Conclusions: Treatment with tralokinumab was associated with an increased incidence of conjunctivitis vs. placebo, but these cases were mostly mild and transient.


Atopic dermatitis (AD) is a chronic, inflammatory skin disease characterized by intense pruritus and eczematous lesions.[1] Ocular surface diseases, including various forms of conjunctivitis, blepharitis and keratitis, are commonly present in patients with AD, with a 2021 review reporting that 31% of patients with AD also report conjunctivitis.[2] Further evidence suggests that patients with AD who have concurrent atopic conditions have higher rates of conjunctivitis.[3,4] However, the association between type of atopic comorbidity and conjunctivitis risk has not been studied. Drug-induced conjunctivitis has been observed in clinical trials of dupilumab, a therapy that blocks interleukin (IL)-4 and IL-13 signalling via IL-4 receptor (IL-4R)α,[5,6] and has been suggested to be a drug–disease interaction.[7,8] In real-world clinical practice, the estimated prevalence of conjunctivitis in dupilumab-treated patients based on a systematic review of the literature is 26%,[9] and can be persistent, despite adequate ophthalmological treatment.[10] Additionally, the incidence of ocular complications, such as conjunctivitis, with dupilumab has been shown to increase with AD severity.[3,11] Ophthalmological side-effects during dupilumab treatment have only been observed in patients with AD and not in studies of chronic sinusitis with nasal polyps, asthma or eosinophilic oesophagitis,[12–14] suggesting AD-specific predisposing factors.

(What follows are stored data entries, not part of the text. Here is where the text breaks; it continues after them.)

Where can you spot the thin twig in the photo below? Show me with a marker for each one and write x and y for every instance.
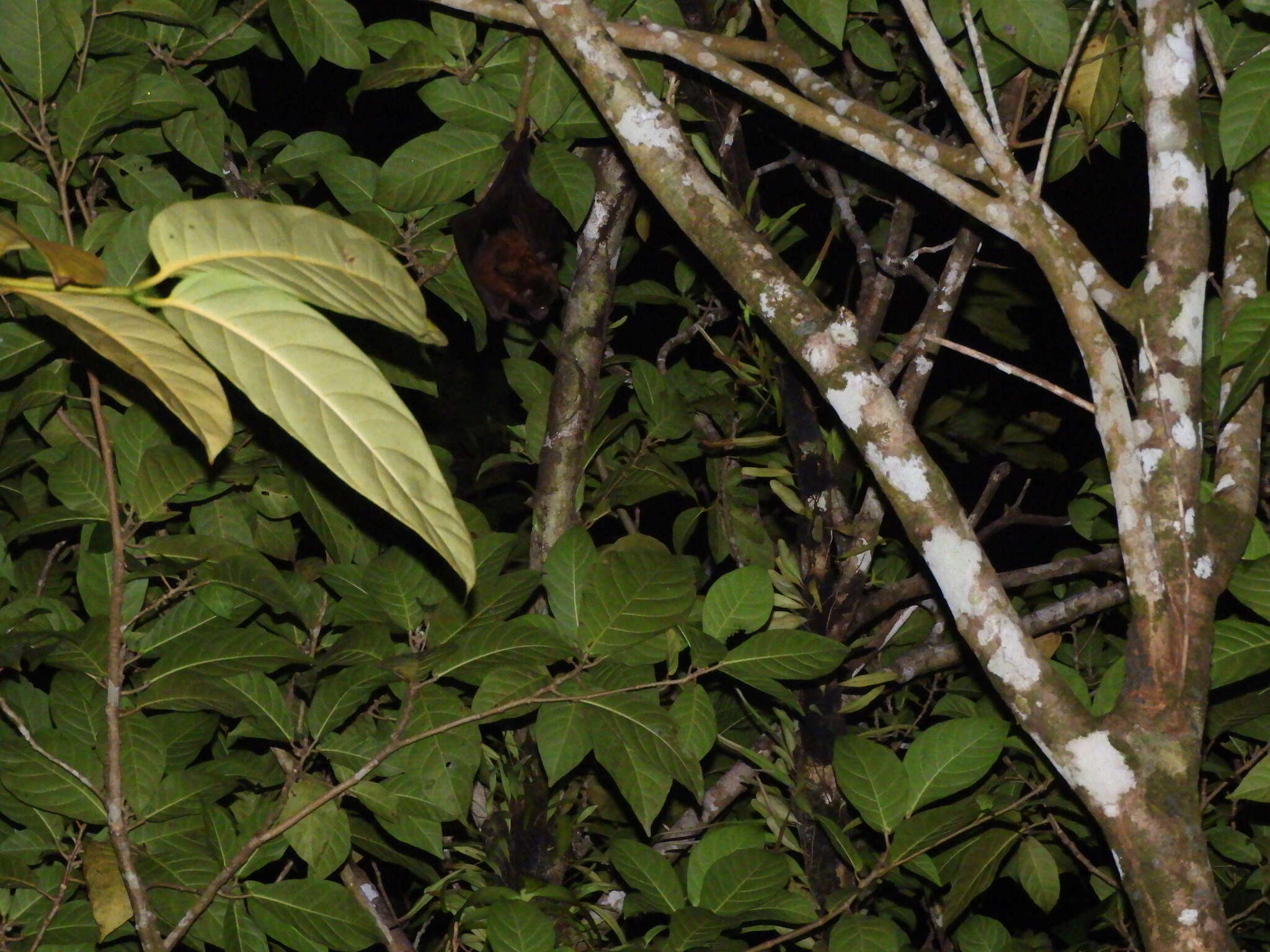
(1060, 95)
(113, 799)
(990, 100)
(1206, 41)
(1014, 372)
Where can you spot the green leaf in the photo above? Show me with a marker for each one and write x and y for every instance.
(1250, 583)
(38, 41)
(20, 184)
(866, 933)
(746, 881)
(301, 372)
(926, 829)
(948, 757)
(631, 596)
(1244, 127)
(1240, 650)
(1256, 783)
(977, 870)
(412, 61)
(648, 871)
(36, 781)
(564, 179)
(695, 928)
(1246, 328)
(1037, 29)
(438, 167)
(342, 694)
(873, 780)
(241, 932)
(301, 912)
(695, 719)
(329, 30)
(739, 601)
(1038, 873)
(718, 845)
(305, 253)
(980, 933)
(474, 106)
(784, 655)
(91, 112)
(308, 151)
(517, 927)
(322, 839)
(566, 571)
(1256, 364)
(563, 735)
(140, 345)
(224, 653)
(870, 47)
(828, 19)
(79, 483)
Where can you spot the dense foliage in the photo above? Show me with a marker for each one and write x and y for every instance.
(244, 708)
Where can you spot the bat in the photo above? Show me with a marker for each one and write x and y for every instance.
(511, 242)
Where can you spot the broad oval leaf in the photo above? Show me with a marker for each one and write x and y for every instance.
(301, 912)
(739, 601)
(1240, 650)
(1037, 29)
(1244, 127)
(649, 873)
(866, 933)
(144, 347)
(516, 926)
(322, 839)
(316, 258)
(948, 757)
(784, 655)
(746, 881)
(298, 368)
(873, 780)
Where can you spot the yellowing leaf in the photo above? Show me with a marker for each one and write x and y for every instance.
(143, 346)
(309, 254)
(106, 892)
(1095, 84)
(299, 369)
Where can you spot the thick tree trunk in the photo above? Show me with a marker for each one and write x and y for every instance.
(1162, 857)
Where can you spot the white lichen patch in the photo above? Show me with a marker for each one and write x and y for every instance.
(1011, 662)
(1173, 177)
(1169, 66)
(907, 474)
(957, 563)
(639, 126)
(1150, 460)
(1184, 433)
(1174, 391)
(1188, 325)
(1151, 281)
(849, 400)
(1095, 765)
(843, 332)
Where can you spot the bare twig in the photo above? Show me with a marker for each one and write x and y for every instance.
(116, 805)
(1060, 95)
(1014, 372)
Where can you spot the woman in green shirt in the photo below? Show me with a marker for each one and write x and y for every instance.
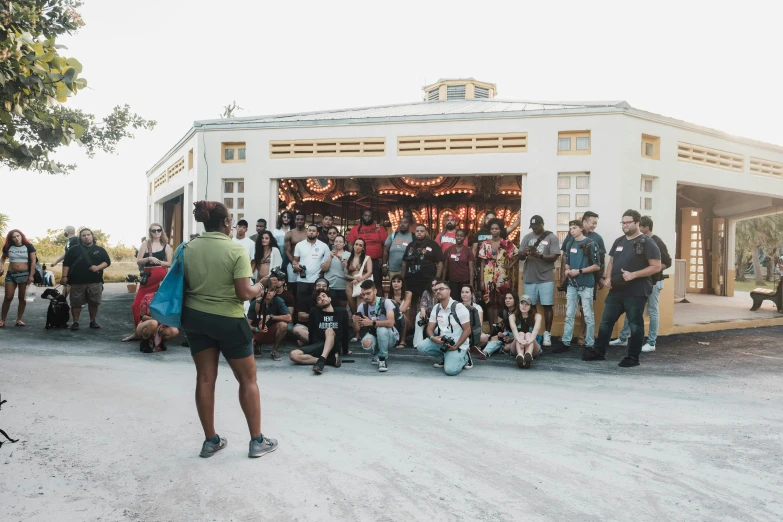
(217, 282)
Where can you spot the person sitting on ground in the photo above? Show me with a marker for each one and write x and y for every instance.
(153, 335)
(526, 326)
(266, 257)
(83, 268)
(448, 333)
(21, 255)
(402, 297)
(327, 327)
(375, 318)
(268, 317)
(478, 338)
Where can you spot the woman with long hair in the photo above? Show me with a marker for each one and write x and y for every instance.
(217, 282)
(525, 326)
(21, 257)
(154, 259)
(497, 255)
(478, 338)
(402, 297)
(267, 256)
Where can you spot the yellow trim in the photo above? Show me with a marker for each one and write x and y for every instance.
(232, 145)
(707, 157)
(573, 135)
(766, 167)
(344, 147)
(461, 144)
(655, 141)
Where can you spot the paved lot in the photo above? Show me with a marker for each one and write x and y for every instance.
(108, 433)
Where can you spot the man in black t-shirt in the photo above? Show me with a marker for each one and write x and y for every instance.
(83, 268)
(421, 263)
(327, 327)
(633, 258)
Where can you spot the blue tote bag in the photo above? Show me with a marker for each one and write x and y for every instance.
(166, 306)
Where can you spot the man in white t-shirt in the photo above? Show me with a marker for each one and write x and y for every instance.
(452, 320)
(243, 240)
(309, 255)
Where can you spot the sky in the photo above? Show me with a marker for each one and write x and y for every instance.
(176, 62)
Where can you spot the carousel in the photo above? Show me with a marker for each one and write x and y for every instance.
(430, 199)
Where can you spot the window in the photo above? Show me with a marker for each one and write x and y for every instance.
(574, 143)
(651, 147)
(455, 92)
(233, 152)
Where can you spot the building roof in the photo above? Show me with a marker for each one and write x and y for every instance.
(457, 109)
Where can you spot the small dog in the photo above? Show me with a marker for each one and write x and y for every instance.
(59, 313)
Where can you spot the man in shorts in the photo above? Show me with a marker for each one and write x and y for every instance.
(540, 249)
(268, 318)
(83, 268)
(327, 327)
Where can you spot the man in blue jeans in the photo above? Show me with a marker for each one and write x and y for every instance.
(633, 258)
(645, 226)
(582, 258)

IL-13, a key driver of the underlying type 2 inflammation in AD, is overexpressed in lesional and nonlesional AD skin. Conjunctivitis signals have also been observed in phase II and phase III studies of tralokinumab and lebrikizumab, which specifically inhibit IL-13 signalling.[15–18] Tralokinumab, a fully human IgG4 monoclonal antibody, specifically binds to IL-13 with high affinity, preventing interaction with IL-13Rα1 and subsequent downstream IL-13 signalling, thus inhibiting its proinflammatory activity.[19–21] Tralokinumab has demonstrated efficacy and safety in a number of phase II and phase III trials in AD.[15,18,22,23]

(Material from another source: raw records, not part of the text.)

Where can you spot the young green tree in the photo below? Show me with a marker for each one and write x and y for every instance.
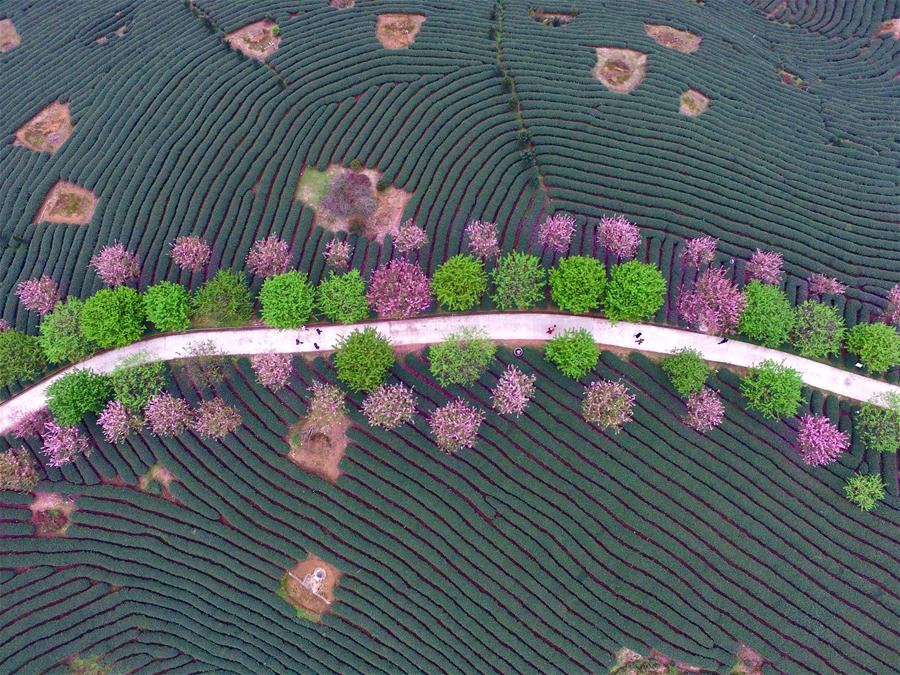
(519, 281)
(635, 291)
(577, 284)
(287, 300)
(113, 317)
(876, 344)
(459, 283)
(77, 393)
(773, 389)
(573, 351)
(461, 357)
(362, 359)
(768, 316)
(168, 307)
(342, 297)
(224, 300)
(687, 370)
(60, 333)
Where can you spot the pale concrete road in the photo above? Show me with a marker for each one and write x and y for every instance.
(510, 326)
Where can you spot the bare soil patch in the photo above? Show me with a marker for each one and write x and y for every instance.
(9, 36)
(398, 31)
(255, 40)
(309, 587)
(319, 450)
(46, 131)
(67, 203)
(693, 103)
(620, 70)
(50, 514)
(673, 38)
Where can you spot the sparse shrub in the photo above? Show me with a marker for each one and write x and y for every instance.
(167, 306)
(113, 317)
(768, 316)
(287, 300)
(519, 281)
(577, 284)
(635, 291)
(574, 352)
(455, 426)
(687, 370)
(224, 300)
(461, 357)
(876, 344)
(362, 359)
(773, 389)
(459, 283)
(77, 393)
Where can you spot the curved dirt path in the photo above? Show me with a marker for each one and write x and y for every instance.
(506, 326)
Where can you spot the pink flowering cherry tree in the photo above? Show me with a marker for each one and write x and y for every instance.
(39, 295)
(820, 442)
(399, 290)
(115, 265)
(713, 304)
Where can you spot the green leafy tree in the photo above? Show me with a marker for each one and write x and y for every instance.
(635, 291)
(342, 297)
(224, 300)
(113, 317)
(168, 307)
(60, 333)
(818, 330)
(77, 393)
(459, 283)
(773, 389)
(573, 351)
(461, 357)
(519, 281)
(135, 381)
(687, 369)
(577, 284)
(768, 316)
(363, 358)
(876, 344)
(287, 300)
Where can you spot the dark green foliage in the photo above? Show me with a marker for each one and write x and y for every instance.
(574, 352)
(773, 389)
(168, 307)
(635, 291)
(687, 370)
(459, 283)
(577, 284)
(60, 333)
(461, 357)
(224, 300)
(113, 317)
(287, 300)
(77, 393)
(362, 359)
(768, 316)
(342, 297)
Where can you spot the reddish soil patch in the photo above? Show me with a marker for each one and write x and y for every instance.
(308, 589)
(679, 40)
(50, 514)
(255, 40)
(398, 31)
(9, 36)
(620, 70)
(46, 131)
(67, 203)
(693, 103)
(319, 450)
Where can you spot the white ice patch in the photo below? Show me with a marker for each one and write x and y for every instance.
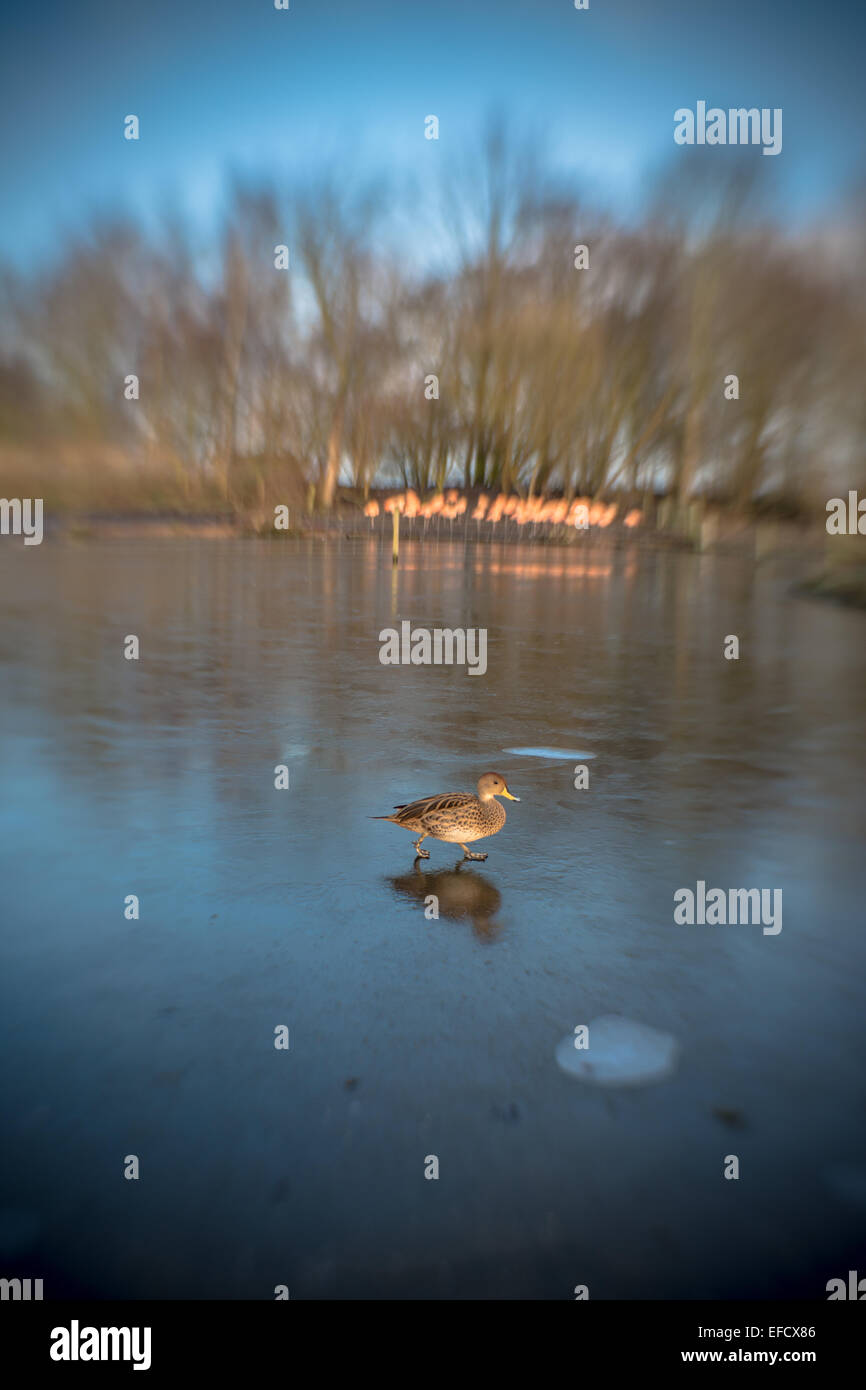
(620, 1052)
(546, 752)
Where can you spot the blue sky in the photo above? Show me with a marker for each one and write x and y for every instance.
(238, 85)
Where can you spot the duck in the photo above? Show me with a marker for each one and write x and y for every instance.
(455, 816)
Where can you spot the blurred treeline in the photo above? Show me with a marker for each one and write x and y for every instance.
(262, 385)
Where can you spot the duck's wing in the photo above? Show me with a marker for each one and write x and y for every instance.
(444, 801)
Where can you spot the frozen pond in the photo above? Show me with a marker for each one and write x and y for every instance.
(414, 1036)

Since the introduction of dupilumab as a treatment for AD, conjunctivitis has been identified as an important adverse event (AE), resulting in an increased collaboration with ophthalmologists.[24–26] Conjunctivitis was therefore recorded as an AE of special interest (AESI) in the tralokinumab phase III trials, and it is important to examine these data for insight into the incidence and profile of conjunctivitis in patients treated with tralokinumab.

The objective of this analysis was to characterize the occurrence of and risk factors for conjunctivitis in a large pool of patients with moderate-to-severe AD from five phase II/III trials of tralokinumab.